Apocalypse très bientôt
Et puis il y a les chapitres 36 à 39, qui ne sont pas du tout des prophéties, mais des récits en prose de la vie d’Isaïe.
Cette section emprunte beaucoup au Livre des Rois, qui a été écrit à la toute fin de la période du Premier Temple. Esaïe 37:6 par exemple est pratiquement identique à 2 Rois 19:6 et ainsi de suite. Il est donc clair que ceux-ci doivent avoir été plaqués sur les prophéties d’Esaïe au plus tôt pendant l’Exil, probablement même plus tard.

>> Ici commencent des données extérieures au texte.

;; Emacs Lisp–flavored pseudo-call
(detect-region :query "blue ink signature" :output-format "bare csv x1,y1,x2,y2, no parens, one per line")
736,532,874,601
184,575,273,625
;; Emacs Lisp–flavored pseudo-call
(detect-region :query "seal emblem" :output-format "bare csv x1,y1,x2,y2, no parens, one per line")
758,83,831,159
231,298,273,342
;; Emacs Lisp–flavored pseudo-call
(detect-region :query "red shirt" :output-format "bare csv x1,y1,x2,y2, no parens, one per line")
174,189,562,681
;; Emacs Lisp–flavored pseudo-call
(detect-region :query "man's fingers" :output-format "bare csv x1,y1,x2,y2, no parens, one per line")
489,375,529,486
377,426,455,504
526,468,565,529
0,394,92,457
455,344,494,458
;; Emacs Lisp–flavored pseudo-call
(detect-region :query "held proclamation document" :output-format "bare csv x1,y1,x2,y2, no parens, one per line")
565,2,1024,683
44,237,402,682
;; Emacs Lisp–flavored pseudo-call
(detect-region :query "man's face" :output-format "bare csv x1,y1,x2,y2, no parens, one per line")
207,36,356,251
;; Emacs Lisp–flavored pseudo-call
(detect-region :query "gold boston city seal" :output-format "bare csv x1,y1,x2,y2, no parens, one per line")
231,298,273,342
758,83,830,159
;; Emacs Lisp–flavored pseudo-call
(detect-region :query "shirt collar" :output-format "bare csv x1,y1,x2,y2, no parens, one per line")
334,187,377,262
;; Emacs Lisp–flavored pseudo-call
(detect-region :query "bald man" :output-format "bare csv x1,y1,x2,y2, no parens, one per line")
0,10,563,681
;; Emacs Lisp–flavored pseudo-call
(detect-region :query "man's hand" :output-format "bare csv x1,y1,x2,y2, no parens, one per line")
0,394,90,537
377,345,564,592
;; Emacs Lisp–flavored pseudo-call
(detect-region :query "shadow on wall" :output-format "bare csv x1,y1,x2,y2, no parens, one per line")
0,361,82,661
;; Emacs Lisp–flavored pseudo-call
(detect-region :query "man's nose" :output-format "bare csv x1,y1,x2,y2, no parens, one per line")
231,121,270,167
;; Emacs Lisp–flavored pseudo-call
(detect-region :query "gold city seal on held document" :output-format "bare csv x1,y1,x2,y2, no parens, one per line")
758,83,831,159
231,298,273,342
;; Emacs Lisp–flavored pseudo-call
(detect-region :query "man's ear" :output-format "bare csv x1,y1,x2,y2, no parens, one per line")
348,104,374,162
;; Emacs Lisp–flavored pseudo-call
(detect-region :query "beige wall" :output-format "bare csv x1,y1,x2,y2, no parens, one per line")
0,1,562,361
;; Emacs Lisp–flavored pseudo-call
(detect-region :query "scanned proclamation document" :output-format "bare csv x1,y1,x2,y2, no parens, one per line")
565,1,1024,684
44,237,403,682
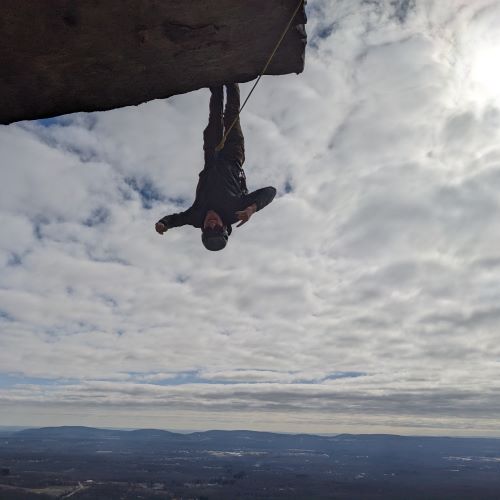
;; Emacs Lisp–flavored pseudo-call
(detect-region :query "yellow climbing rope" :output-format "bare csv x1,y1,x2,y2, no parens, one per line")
215,0,304,151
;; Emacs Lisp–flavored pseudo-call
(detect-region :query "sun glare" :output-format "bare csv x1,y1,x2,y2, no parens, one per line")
471,42,500,104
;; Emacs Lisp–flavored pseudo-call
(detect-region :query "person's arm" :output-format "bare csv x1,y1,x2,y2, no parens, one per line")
245,186,276,212
155,205,195,234
236,186,276,227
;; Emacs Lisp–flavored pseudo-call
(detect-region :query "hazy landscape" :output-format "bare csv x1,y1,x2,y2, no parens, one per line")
0,427,500,500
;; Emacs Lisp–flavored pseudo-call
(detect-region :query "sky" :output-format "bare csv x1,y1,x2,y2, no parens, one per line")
0,0,500,437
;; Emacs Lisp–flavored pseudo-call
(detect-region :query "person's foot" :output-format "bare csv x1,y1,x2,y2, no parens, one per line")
208,85,223,94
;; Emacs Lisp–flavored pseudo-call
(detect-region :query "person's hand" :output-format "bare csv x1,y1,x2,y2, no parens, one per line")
155,222,168,234
236,203,257,227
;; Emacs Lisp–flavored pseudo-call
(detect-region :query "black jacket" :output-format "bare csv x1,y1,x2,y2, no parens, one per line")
159,157,276,229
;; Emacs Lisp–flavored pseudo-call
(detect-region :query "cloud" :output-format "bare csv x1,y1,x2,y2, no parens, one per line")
0,0,500,434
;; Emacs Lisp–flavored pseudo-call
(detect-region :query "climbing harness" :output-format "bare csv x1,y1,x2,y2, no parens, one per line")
215,0,304,151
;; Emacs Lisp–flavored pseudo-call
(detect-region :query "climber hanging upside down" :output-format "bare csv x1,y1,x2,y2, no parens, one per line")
156,83,276,251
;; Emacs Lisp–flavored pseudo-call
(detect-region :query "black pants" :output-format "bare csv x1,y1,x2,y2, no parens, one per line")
203,83,245,168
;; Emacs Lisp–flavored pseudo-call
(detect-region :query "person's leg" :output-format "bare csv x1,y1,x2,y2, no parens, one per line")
203,86,224,166
222,83,245,166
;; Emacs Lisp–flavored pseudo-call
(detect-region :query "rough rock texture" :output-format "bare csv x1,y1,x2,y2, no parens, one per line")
0,0,306,124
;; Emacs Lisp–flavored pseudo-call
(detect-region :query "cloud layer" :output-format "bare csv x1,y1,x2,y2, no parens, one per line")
0,0,500,435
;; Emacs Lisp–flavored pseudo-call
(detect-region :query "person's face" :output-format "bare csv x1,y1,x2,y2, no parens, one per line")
203,210,224,229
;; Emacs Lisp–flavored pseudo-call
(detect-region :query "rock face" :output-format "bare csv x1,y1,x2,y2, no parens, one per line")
0,0,306,124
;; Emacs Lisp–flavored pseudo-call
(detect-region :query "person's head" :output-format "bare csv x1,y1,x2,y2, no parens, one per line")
201,210,231,252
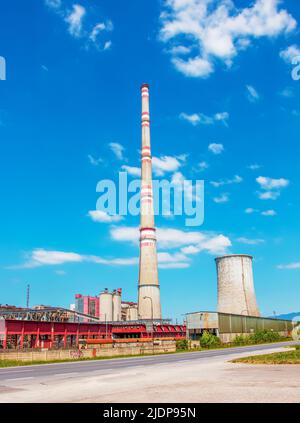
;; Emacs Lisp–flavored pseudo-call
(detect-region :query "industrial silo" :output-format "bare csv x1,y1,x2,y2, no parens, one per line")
216,254,260,316
112,289,122,322
99,289,113,322
126,305,138,320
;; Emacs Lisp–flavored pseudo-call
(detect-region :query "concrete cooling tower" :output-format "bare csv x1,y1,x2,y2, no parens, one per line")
216,254,260,316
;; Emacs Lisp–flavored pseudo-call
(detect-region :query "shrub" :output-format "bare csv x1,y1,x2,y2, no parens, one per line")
233,335,250,345
200,331,221,348
249,329,281,344
176,339,189,350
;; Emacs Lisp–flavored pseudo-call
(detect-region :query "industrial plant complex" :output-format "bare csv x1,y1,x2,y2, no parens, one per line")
0,84,293,351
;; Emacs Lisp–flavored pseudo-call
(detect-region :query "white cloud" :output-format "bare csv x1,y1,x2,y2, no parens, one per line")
157,252,190,269
279,87,300,98
210,175,243,188
172,57,214,78
257,191,280,200
45,0,113,51
152,156,183,176
277,262,300,269
261,210,277,216
121,165,141,176
45,0,61,9
160,0,297,78
22,248,83,268
198,161,209,170
237,237,265,245
247,163,262,170
55,270,67,276
65,4,86,38
10,248,138,269
109,142,125,160
181,245,200,254
246,85,260,103
256,176,289,190
89,21,113,50
88,210,123,223
110,226,231,254
88,154,103,166
103,40,112,50
256,176,290,200
89,22,106,43
213,193,229,204
179,112,229,126
208,143,224,154
245,207,258,214
158,262,190,269
279,44,300,64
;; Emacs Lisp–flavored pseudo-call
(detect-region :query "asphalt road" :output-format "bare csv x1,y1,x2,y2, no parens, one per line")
0,342,299,384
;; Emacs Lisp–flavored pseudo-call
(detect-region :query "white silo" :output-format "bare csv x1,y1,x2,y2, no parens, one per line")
112,290,122,322
216,254,260,316
126,305,138,320
99,289,113,322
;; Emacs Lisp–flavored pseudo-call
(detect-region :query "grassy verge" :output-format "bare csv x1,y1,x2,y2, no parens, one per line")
232,346,300,364
0,352,175,368
0,338,291,368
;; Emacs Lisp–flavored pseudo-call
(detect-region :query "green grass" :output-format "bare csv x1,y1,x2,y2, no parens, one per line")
0,338,300,368
232,346,300,364
0,352,175,368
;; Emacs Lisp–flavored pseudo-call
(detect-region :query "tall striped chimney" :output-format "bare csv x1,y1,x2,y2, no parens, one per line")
138,84,161,319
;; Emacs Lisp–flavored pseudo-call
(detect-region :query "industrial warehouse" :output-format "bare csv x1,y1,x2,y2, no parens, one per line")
0,84,293,358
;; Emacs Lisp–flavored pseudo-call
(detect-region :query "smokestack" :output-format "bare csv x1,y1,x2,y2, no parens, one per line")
138,84,161,319
216,254,260,317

Les chapitres 24 à 27 sont également suspects. De nombreux chercheurs pensent que ces chapitres ont été écrits beaucoup plus tard. Ils épousent une idéologie apocalyptique, c’est-à-dire que la fin des temps est proche et que Dieu va intervenir dans le monde et punir les méchants et récompenser les bons. Cette idéologie ne semble faire son apparition dans la littérature juive qu’à l’époque hellénistique, à partir du IVe siècle avant Jésus-Christ. Prenez par exemple : « Alors la lune sera confondue, et le soleil honteux, quand le Seigneur des armées régnera sur la montagne de Sion, à Jérusalem, et devant ses anciens avec gloire » (Isaïe 24:23).
Si nous prenons tout cela ensemble, nous pouvons voir que la composition du livre d’Isaïe est beaucoup plus compliquée que la tradition ne le suggère.
Il est possible que certains des versets des premiers chapitres du livre aient été effectivement dits par Ésaïe, et notés par les scribes d’Ézéchias, ou peut-être par des disciples du prophète, auxquels il est peut-être fait allusion dans le verset « Voici que moi et les enfants que le Seigneur m’a donnés, nous sommes pour des signes et des prodiges en Israël de la part du Seigneur des armées, qui habite sur le mont Sion » (8:18). Mais il est clair qu’une grande partie du livre a été écrite beaucoup plus tard – pendant l’Exil babylonien et la période du Second Temple – par des prophètes et des scribes anonymes.
En tout cas, l’œuvre a atteint quelque chose de très proche de sa forme actuelle au plus tard au IIe siècle avant notre ère, puisque la bibliothèque de Qumran – les soi-disant manuscrits de la mer Morte – possédait des manuscrits d’Isaïe écrits au premier siècle avant notre ère. Et comme ceux-ci existaient de deux types différents, l’un correspondant à la traduction grecque et l’autre très proche du texte massorétique, il faut supposer que le livre existait déjà depuis assez longtemps pour que des versions variantes apparaissent progressivement.